Avec Jimmy, Billy Porter ne se contente pas d'ajouter une ligne à son CV. Il s'affirme comme un réalisateur à part entière, et pas seulement un acteur qui passe derrière la caméra pour se faire plaisir. Le film est déjà présenté comme l'un des plus attendus de la saison des prix, et les rumeurs vont bon train sur une possible sélection à Cannes ou à Venise. Pour ses fans, c'est une nouvelle preuve de son talent polymorphe. Pour la communauté LGBTQ+, c'est un moment de fierté : voir l'un des leurs raconter l'histoire d'un autre géant, sans filtre, sans compromis.

Billy Porter n'en est pas à son premier essai en tant que réalisateur. Il a déjà dirigé des épisodes de séries télévisées, mais Jimmy est son premier long métrage. Ce passage à la réalisation est un aboutissement logique pour un artiste qui a toujours cherché à élargir son champ d'expression.
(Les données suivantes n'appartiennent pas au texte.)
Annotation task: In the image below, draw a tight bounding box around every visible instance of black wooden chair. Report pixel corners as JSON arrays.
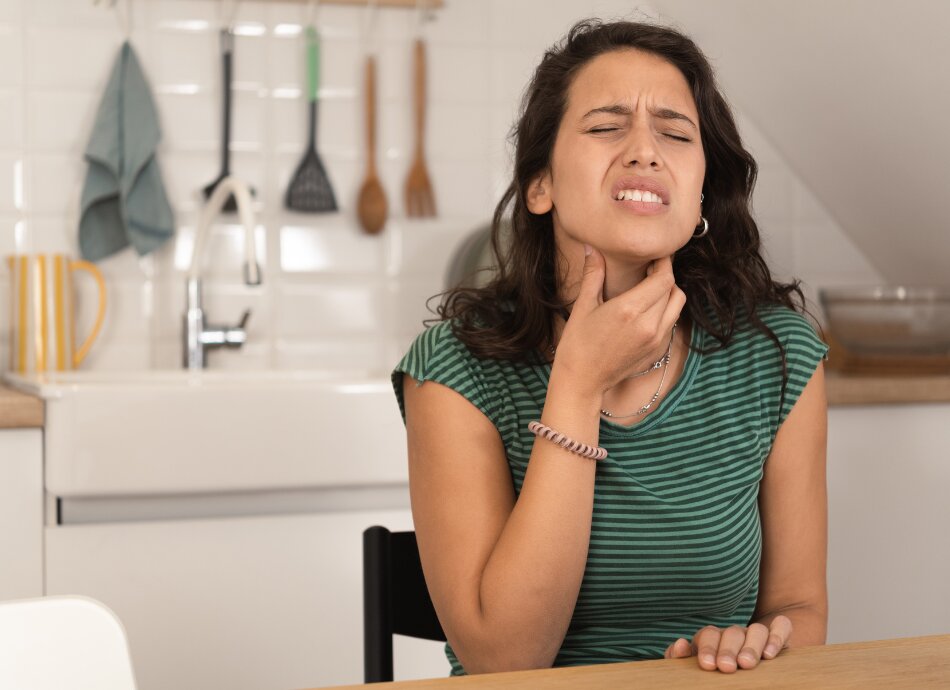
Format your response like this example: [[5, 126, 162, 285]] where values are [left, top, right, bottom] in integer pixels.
[[363, 526, 445, 683]]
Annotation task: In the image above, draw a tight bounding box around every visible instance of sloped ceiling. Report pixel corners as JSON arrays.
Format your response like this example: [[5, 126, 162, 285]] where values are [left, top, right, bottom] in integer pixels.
[[652, 0, 950, 287]]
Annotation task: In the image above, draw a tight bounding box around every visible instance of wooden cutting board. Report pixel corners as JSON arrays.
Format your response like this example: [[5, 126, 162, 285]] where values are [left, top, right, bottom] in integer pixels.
[[824, 331, 950, 376]]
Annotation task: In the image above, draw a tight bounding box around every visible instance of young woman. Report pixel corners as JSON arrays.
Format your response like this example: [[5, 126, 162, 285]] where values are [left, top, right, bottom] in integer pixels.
[[393, 20, 827, 674]]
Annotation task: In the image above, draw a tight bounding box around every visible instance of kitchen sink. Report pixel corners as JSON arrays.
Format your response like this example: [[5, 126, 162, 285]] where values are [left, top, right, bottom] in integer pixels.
[[6, 370, 407, 497]]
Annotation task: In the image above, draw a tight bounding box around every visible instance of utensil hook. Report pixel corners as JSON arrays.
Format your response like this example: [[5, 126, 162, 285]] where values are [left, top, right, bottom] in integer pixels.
[[218, 0, 238, 31], [305, 0, 320, 26], [415, 0, 434, 38], [92, 0, 132, 41]]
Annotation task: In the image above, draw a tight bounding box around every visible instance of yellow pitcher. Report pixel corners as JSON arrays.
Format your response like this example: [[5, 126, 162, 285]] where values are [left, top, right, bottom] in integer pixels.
[[7, 254, 106, 374]]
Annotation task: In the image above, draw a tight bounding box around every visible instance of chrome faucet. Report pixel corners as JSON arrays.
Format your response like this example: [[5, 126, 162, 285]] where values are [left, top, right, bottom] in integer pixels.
[[182, 177, 261, 369]]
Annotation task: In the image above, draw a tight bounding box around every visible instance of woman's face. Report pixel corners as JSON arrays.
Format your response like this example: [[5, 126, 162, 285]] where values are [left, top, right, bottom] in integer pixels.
[[528, 49, 706, 262]]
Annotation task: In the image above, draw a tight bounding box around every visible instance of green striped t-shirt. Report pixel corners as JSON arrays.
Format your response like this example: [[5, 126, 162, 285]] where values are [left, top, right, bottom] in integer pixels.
[[393, 308, 827, 674]]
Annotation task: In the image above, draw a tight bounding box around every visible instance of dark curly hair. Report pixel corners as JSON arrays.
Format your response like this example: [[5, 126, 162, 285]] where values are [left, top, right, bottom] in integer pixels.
[[437, 19, 805, 366]]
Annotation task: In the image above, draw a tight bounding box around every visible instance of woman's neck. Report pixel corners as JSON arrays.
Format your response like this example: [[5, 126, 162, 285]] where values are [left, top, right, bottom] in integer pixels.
[[561, 243, 651, 304]]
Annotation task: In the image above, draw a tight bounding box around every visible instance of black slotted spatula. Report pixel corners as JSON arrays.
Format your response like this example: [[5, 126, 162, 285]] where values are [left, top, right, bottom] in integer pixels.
[[284, 26, 337, 213]]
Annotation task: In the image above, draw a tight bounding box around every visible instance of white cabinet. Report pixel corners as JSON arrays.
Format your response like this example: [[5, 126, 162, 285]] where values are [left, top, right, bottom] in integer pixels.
[[0, 429, 43, 600], [46, 502, 449, 690], [828, 405, 950, 642]]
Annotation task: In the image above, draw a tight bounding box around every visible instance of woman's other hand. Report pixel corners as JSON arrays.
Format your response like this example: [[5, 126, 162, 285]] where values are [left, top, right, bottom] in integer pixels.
[[663, 616, 792, 673], [557, 246, 686, 392]]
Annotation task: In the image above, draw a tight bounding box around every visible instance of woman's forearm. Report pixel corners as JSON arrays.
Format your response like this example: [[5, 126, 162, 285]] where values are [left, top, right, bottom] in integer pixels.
[[456, 372, 600, 673], [755, 604, 828, 647]]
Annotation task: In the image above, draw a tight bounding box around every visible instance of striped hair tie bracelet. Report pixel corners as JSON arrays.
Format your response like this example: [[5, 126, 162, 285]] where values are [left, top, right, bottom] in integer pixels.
[[528, 420, 607, 460]]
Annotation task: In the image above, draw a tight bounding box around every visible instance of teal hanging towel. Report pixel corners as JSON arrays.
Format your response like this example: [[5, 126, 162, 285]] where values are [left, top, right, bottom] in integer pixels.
[[79, 41, 175, 261]]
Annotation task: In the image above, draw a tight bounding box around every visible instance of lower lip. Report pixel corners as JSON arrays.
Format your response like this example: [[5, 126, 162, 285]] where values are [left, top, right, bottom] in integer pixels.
[[617, 199, 666, 216]]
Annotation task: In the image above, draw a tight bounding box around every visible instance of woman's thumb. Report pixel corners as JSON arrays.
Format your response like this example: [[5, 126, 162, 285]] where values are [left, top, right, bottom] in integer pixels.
[[577, 244, 605, 307]]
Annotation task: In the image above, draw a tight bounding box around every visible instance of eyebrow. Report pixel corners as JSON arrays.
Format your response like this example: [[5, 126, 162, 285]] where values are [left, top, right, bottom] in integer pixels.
[[581, 104, 699, 130]]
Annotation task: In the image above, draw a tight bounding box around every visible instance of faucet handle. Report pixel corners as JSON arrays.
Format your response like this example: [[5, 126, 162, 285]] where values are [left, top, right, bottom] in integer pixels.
[[236, 309, 251, 331]]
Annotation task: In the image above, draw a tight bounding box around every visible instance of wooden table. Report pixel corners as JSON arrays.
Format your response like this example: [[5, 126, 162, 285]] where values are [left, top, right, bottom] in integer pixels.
[[314, 635, 950, 690]]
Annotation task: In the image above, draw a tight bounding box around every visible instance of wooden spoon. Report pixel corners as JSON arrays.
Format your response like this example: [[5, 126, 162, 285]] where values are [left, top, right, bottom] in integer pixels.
[[356, 55, 387, 235]]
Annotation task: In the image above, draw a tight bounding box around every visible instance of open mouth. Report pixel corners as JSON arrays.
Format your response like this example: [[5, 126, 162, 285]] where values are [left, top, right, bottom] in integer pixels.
[[616, 189, 663, 204]]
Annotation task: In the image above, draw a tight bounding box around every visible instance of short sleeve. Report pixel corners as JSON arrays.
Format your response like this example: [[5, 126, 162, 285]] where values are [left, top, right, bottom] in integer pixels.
[[392, 321, 498, 426], [763, 310, 828, 426]]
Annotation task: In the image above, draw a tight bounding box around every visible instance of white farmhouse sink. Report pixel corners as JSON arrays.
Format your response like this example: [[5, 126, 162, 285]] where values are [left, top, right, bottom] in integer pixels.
[[6, 370, 407, 497]]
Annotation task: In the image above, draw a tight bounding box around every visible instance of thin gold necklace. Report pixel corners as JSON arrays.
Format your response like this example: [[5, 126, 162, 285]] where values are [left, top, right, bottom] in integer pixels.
[[600, 323, 676, 419]]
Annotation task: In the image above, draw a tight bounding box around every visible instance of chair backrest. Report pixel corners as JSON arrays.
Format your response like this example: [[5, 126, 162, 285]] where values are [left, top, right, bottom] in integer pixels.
[[0, 596, 135, 690], [363, 526, 445, 683]]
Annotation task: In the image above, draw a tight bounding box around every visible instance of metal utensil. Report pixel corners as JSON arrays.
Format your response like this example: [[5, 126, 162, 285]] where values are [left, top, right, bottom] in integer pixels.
[[406, 38, 435, 218], [284, 26, 337, 213]]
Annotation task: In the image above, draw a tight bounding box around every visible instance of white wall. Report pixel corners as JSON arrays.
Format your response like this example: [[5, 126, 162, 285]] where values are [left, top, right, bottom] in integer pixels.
[[0, 0, 878, 369]]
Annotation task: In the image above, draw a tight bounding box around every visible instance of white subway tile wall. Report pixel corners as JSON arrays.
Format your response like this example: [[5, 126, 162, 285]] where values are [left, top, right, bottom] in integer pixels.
[[0, 0, 879, 372]]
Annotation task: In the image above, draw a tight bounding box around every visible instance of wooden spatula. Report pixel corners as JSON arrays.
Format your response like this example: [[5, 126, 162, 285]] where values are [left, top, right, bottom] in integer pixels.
[[406, 38, 435, 218]]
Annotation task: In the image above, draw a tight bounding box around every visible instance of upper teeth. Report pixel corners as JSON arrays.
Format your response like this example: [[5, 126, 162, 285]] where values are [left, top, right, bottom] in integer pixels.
[[617, 189, 663, 204]]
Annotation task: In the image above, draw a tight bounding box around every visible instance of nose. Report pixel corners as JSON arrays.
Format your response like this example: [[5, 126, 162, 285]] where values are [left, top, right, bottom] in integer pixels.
[[623, 125, 663, 170]]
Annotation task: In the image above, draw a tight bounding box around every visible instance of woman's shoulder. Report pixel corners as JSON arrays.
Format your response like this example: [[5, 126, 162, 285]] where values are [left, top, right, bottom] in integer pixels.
[[392, 319, 516, 417]]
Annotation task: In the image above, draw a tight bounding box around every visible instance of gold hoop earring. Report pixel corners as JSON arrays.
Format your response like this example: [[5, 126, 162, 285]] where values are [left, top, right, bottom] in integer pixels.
[[693, 216, 709, 240]]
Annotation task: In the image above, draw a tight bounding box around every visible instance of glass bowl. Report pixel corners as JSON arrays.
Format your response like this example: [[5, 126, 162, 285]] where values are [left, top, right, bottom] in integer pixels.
[[818, 286, 950, 356]]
Dans un entretien, il a confié que ce projet était en préparation depuis plusieurs années, et qu'il avait longuement travaillé avec son équipe pour s'imprégner de l'univers de Baldwin. Cette préparation minutieuse se ressent à l'écran, selon la critique de Variety, qui loue la maîtrise formelle du film et sa capacité à créer une ambiance unique.
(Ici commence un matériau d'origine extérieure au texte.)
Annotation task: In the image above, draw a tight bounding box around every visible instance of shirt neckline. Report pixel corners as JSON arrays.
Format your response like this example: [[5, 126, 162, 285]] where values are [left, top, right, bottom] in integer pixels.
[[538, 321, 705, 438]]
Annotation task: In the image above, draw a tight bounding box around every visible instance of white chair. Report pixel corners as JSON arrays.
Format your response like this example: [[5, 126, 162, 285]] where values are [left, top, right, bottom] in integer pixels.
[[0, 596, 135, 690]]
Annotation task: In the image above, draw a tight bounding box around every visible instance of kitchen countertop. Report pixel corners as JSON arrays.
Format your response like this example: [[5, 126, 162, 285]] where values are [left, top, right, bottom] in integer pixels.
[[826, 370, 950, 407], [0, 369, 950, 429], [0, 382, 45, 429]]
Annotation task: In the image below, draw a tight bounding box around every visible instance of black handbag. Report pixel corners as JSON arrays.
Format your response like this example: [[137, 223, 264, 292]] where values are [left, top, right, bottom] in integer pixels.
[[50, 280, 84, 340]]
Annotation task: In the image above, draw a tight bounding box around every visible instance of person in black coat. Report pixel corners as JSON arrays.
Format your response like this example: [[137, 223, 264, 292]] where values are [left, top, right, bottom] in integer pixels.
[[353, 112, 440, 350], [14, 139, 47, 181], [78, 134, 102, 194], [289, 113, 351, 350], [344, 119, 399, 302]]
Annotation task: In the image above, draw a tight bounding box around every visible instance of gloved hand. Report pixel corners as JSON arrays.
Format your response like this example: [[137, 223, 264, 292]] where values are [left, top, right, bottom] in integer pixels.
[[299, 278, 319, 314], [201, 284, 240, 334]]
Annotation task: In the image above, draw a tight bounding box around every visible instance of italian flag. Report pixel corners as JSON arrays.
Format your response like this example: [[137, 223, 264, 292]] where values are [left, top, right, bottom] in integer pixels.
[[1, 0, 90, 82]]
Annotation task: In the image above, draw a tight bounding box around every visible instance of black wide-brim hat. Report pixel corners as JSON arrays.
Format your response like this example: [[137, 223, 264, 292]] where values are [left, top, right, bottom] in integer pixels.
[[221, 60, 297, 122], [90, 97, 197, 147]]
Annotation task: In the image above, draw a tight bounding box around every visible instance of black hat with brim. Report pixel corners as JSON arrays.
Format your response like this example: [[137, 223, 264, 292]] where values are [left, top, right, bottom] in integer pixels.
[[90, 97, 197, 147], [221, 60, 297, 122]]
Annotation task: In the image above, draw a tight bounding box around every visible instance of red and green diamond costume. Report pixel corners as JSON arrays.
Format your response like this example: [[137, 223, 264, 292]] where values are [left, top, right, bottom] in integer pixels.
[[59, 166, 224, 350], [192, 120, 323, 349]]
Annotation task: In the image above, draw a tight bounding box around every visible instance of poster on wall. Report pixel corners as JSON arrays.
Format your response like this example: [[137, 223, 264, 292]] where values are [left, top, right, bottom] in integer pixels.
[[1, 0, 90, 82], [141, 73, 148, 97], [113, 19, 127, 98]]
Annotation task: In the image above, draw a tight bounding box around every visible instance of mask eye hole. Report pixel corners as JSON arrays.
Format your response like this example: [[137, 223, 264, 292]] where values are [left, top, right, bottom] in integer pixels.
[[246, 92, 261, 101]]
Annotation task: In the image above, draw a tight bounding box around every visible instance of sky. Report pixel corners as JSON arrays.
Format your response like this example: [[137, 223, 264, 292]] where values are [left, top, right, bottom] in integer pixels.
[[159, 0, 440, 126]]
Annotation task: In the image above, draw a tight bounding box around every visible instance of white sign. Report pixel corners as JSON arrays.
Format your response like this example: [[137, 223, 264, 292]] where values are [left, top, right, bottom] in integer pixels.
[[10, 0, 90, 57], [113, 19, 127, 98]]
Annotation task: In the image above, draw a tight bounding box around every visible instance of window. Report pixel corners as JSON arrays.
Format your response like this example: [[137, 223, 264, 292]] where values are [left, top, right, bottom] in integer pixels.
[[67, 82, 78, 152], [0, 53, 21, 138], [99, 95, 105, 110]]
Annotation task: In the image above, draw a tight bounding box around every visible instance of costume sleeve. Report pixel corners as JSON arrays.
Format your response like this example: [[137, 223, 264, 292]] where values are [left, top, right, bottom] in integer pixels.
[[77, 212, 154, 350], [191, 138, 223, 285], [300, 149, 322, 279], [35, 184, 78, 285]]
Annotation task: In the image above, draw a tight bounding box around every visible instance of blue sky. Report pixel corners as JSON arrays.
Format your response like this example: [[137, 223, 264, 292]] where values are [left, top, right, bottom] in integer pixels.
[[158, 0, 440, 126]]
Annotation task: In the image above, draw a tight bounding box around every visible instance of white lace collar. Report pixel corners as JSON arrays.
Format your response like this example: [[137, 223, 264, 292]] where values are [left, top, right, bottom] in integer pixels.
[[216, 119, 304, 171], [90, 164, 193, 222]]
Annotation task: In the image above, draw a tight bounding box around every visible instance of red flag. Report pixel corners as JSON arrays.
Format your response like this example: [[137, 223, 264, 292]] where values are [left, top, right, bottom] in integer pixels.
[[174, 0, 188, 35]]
Reste à savoir quand le public français pourra découvrir ce bijou. Variety évoque une sortie probable en 2027, mais rien n'est encore gravé dans le marbre. En attendant, on se réjouit de voir Billy Porter porter haut les couleurs de la culture queer, avec cette élégance et cette combativité qui le caractérisent. Et on ne peut s'empêcher de penser que, là-haut, James Baldwin doit sourire. Enfin, quelqu'un raconte son histoire avec autant d'amour et de justesse.